Annmarie Fertoli, Associate Producer, WNYC News
Annmarie Fertoli is an Associate Producer at WNYC, working with the afternoon news team to produce All Things Considered.
The FDNY is expanding a program that requires firefighters to follow traffic laws, operate at reduced speeds and turn off lights and sirens when responding to certain non-life threatening emergencies to Brooklyn and Staten Island after a successful pilot program in Queens.
Fire Commissioner Sal Cassano said the Modified Response program — aimed at decreasing accidents involving FDNY vehicles — has reduced accidents in Queens by 32 percent over the course of the six-month trial compared to last year.
"We know it's safer for the firefighters," Cassano said. "We know it's safer for the public. And if we have the same success as we did in Queens, it will be a very successful program that will be instituted."
There were 52 accidents in Queens from October 4, 2010, through April 3, 2011 — down from 77 in the period of October 4, 2009 through April 3, 2010, according to statistics from the FDNY. Cassano said those results were better than expected, and he hopes to expand the program citywide by the summer.
But the Uniformed Firefighters Union of Greater New York said the FDNY may be putting firefighters and the public in danger. In a statement, UFA President Steve Cassidy detailed a recent emergency in Richmond Hill, where a reported gas leak was actually a major fire.

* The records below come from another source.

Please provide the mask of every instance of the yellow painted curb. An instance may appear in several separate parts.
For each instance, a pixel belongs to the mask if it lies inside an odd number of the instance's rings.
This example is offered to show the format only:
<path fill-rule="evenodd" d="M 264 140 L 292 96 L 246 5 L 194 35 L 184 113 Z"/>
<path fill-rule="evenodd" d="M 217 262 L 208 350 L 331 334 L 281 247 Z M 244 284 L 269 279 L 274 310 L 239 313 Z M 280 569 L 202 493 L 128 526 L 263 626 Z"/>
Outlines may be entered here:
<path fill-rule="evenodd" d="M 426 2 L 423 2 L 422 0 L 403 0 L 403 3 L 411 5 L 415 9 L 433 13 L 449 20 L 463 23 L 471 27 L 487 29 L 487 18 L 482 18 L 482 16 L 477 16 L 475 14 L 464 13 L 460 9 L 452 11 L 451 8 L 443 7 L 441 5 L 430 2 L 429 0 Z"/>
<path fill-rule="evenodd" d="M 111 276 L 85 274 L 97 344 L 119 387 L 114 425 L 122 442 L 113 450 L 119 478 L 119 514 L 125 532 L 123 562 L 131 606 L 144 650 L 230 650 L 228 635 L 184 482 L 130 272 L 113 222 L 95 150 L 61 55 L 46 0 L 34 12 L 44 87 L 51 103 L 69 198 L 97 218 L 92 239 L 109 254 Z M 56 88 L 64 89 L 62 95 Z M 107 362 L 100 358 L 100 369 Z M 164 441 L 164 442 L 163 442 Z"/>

He said the FDNY's program delayed the arrival of additional firefighters, resulting in eight firefighter injuries. Cassano countered that the incident was incorrectly coded, and should have been classified as a fire requiring emergency response.
According to the FDNY, the department responds to about 1 million calls a year, and nearly 300,000 of them are non life-threatening emergencies.
The department breaks non life-threatening emergencies into two groups. Calls for incidents including water leaks, fallen trees and tripped alarm boxes will be answered using the modified response. Calls for incidents like suspicious odors or electrical emergencies — which the department said are more serious, and would require more response units — are in the second group. In those cases, the FDNY said the first responding unit would operate as it would in an emergency, while the backup units would follow the modified response program.